Monday, January 22, 2007

Text within Text

"I define 'texts' to include verbal, visual, oral, and numeric data, in the form of maps, prints, and music, of archives of recorded sound, of films, videos, and any computer-stored information, everything in fact from epigraphy to the latest forms of discography. . . . Until our own time, the only textual records created in any quantity were manuscripts and books. . . . A slight extension of the principle--it is I believe the same principle--to cope with the new kinds of material constructions we have in the form of non-book texts which now surround, inform, and pleasure us does not seem to me a radical departure from precedent." (McKenzie 13-14)

Voice acting is growing into a more popular medium for dipicting a video game's narrative than the traditional text boxes. Most of the exposition in Final Fantasy XII is shown in brief cinemas, using the Playstation 2's hardware to its fullest to generate crisp, life-like scenes among the characters. A question arises: does this transition to voice acting begin to nail the lid shut on the coffin of text within the game, especially those with deep narratives? More importantly, does it even matter? Is dramatization better than text boxes?

McKenzie uses the word "text" as a blanket term, covering more than the written word and encompassing the various forms of media still developing around the world (ala YouTube). By this notion, voice acting is a part of the larger text of the game that has a valid existence. Just as certain novels, one form of text, have been made into motional pictures, certain character interactions in games, especially RPGs (Role Playing Games), normally fleshed out with miniature boxes with words, now have full motion videos with actors (giving Mark Hamil [a.k.a. Luke Skywalker] a boost to his already iconical status). McKenzie, from the quote above, would seem to agree that voice-acted only adds to a video game's allure.

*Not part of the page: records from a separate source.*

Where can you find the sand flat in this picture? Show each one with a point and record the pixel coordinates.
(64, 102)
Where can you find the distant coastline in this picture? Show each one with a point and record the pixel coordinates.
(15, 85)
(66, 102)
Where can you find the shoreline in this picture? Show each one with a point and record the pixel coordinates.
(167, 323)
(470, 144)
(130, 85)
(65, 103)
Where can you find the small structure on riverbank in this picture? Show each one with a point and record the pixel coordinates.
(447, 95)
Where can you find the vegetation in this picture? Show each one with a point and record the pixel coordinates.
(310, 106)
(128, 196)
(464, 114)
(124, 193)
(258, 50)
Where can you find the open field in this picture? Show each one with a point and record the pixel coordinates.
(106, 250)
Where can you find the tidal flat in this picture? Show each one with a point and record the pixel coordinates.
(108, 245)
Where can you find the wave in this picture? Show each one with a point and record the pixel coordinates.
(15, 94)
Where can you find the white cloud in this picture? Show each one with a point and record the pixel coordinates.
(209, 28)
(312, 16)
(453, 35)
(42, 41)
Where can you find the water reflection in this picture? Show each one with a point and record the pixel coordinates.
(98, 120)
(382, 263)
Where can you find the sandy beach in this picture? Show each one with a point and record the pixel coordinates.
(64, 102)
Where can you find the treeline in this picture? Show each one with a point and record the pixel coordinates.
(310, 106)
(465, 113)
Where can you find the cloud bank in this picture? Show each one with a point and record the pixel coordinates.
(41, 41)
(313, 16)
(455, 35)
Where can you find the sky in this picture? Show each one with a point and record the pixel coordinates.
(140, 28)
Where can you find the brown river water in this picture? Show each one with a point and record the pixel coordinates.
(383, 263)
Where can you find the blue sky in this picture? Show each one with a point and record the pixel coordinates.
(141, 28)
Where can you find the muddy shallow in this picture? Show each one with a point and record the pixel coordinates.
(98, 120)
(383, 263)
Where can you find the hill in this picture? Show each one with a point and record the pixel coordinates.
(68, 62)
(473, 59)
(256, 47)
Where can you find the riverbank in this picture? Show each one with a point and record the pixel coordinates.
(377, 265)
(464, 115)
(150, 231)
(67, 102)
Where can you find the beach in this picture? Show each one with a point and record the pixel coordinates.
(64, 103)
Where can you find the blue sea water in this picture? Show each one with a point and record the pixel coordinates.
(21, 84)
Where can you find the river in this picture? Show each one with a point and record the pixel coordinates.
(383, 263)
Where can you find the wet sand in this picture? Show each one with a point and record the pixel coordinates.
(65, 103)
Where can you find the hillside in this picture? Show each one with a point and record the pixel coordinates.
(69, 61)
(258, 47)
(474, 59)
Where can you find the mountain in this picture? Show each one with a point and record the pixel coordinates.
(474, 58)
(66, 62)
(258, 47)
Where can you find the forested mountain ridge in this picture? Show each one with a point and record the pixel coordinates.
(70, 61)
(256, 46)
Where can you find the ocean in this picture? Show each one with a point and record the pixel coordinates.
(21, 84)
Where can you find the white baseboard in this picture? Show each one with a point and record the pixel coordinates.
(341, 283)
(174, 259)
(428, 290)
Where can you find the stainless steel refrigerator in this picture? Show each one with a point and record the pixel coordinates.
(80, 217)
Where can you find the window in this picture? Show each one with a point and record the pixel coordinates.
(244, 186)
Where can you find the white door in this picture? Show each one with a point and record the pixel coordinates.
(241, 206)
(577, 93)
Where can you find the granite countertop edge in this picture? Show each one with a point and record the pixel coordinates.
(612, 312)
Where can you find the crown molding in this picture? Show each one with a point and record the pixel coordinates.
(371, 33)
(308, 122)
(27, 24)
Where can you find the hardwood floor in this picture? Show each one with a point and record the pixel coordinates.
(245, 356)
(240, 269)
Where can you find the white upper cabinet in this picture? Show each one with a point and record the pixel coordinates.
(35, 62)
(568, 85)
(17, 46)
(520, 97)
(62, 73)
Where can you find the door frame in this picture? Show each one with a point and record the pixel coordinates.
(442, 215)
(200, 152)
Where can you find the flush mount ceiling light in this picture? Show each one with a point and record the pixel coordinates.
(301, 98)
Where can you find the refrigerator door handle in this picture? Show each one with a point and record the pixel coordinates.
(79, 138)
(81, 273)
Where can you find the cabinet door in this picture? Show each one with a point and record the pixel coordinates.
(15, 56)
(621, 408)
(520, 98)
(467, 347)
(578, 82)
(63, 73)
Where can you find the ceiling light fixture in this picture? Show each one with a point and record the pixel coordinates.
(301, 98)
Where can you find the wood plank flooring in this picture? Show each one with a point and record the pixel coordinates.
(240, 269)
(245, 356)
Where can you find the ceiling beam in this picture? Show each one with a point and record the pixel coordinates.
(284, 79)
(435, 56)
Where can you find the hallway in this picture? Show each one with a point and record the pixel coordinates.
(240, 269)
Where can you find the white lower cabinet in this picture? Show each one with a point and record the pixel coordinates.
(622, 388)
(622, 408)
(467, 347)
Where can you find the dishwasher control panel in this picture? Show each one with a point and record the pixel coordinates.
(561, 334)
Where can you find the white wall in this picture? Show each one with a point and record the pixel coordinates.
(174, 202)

However, coming from the tradtion of the word boxes, I appreciate what they accomplish. Having little to work with (8 or 16-bit graphics), game designers and writers used these boxes, primarily for dialogue, to leave more for the gamer to interpret. In a novel the exact tone of a speak is unknown; the narrator's perspective usually inhibits a precise interpretation. The variance in interpretations for an acted piece, however, has little ambiguity, since the gamer hears the speech from the proverbial "horse's mouth." The allure of the simple text boxes endures even as technology grows more expansive.